Mabo--A Symbol of Struggle by Seán Flood

Author:Seán Flood
Language: eng
Format: epub
Publisher: Sean A Flood
Published: 2018-01-15T00:00:00+00:00


Without the joint management plan, Daisy Ward’s hopes to preserve culture are dashed. The loss of Patjarr cultural heritage, along with the death of Mr Ward, is a cruel and devastating blow for the Indigenous community, which dishonours all Australians. Charlie Perkins’ aphorism ‘mongrel bastards’ is apt to describe those responsible for his death as well as the Barnett government’s failure to enter a joint management agreement.

On and on it goes. In mid-2014 yet another death in police custody; in Western Australia the death of Miss Dhu, a 22-year old Aboriginal woman jailed for unpaid fines! She died ‘after reportedly begging police for medical attention’.33 The Coronial enquiry into Miss Dhu’s death is hearing evidence that she died because of scorn and neglect. Her anguish and screams of pain were dismissively treated by the police as faking it.34 Would a young white woman be so shamefully treated by police who have a duty of care for their prisoners?
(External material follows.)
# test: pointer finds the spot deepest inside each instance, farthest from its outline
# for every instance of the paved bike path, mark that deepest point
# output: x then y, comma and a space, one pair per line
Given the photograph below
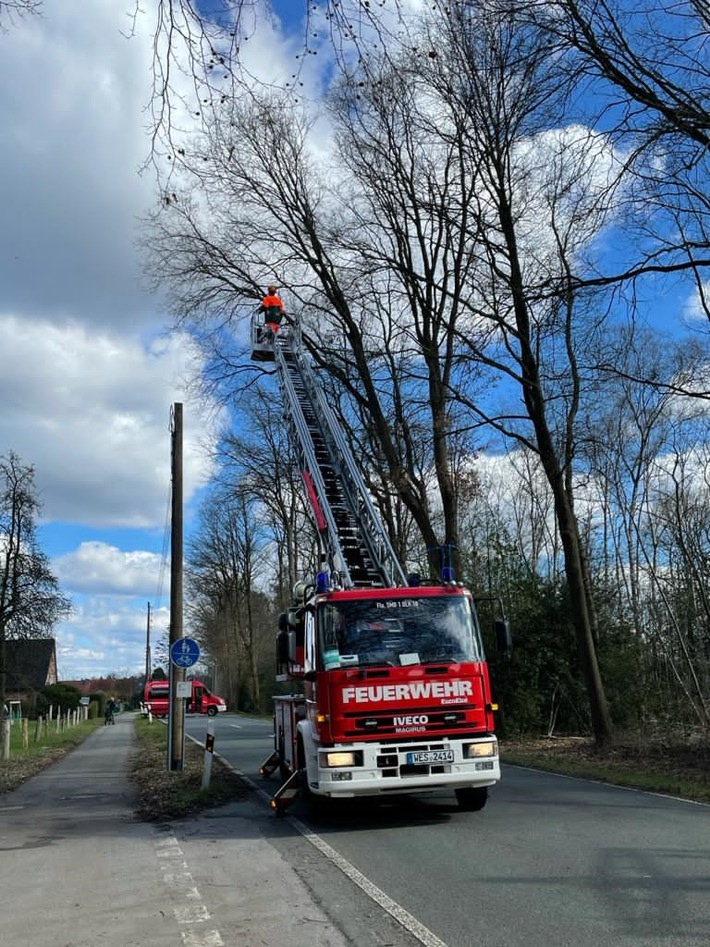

The evidence given by Senior Constable Shelly Burgess at the Perth coronial inquest (denied in part by the Sergeant in charge of the cells) was that shortly before Miss Dhu was taken to hospital, where she was dead on arrival, she heard the custody Sergeant whisper words in Miss Dhu’s ear. Accepting that Senior Constable Burgess had no apparent motive or reason to lie on oath the last words Miss Dhu heard, in her short life, were not words of comfort or ‘we love you darling’ from her grandmother, who was denied information and access to her, but cruel cutting words, ‘You will sit this out. You are full of shit.’35 It was reported he had earlier referred to her as ‘a fucking junkie.’ Her death knell for traffic fines. When the police did get around to taking her to hospital they had no right to seek to influence the hospital medical staff with their false opinion she was putting it on.36

The police force are authority figures, especially in regional centres like Port Headland. In the case of Miss Dhu, the attitude of the police could have misled the doctors and nurses so completely the hospital did not even take her temperature.37 The doctor who treated her, Dr Naderi, admitted it was a ‘significant failure’ not to have taken the patient’s temperature.38 Doctors should never be deflected from the exercise of their proper procedures when presented with a patient in pain. All she was given was paracetamol as she was dying of septic shock and returned to a prison cell where she died in agonising pain the next day.

Ms Dhu’s agony, her cries of pain, her desperate calls for help from her jail cell will echo across her country, across the Pilbara and across Australia until the institutional causes of her death are changed and the nation hears her plea for recognition as an equal human entitled to the dignity she was denied; entitled to proper treatment and regard for the pain she was so obviously suffering as she died, a cruel death, in a cage, alone, bereft of family or friends.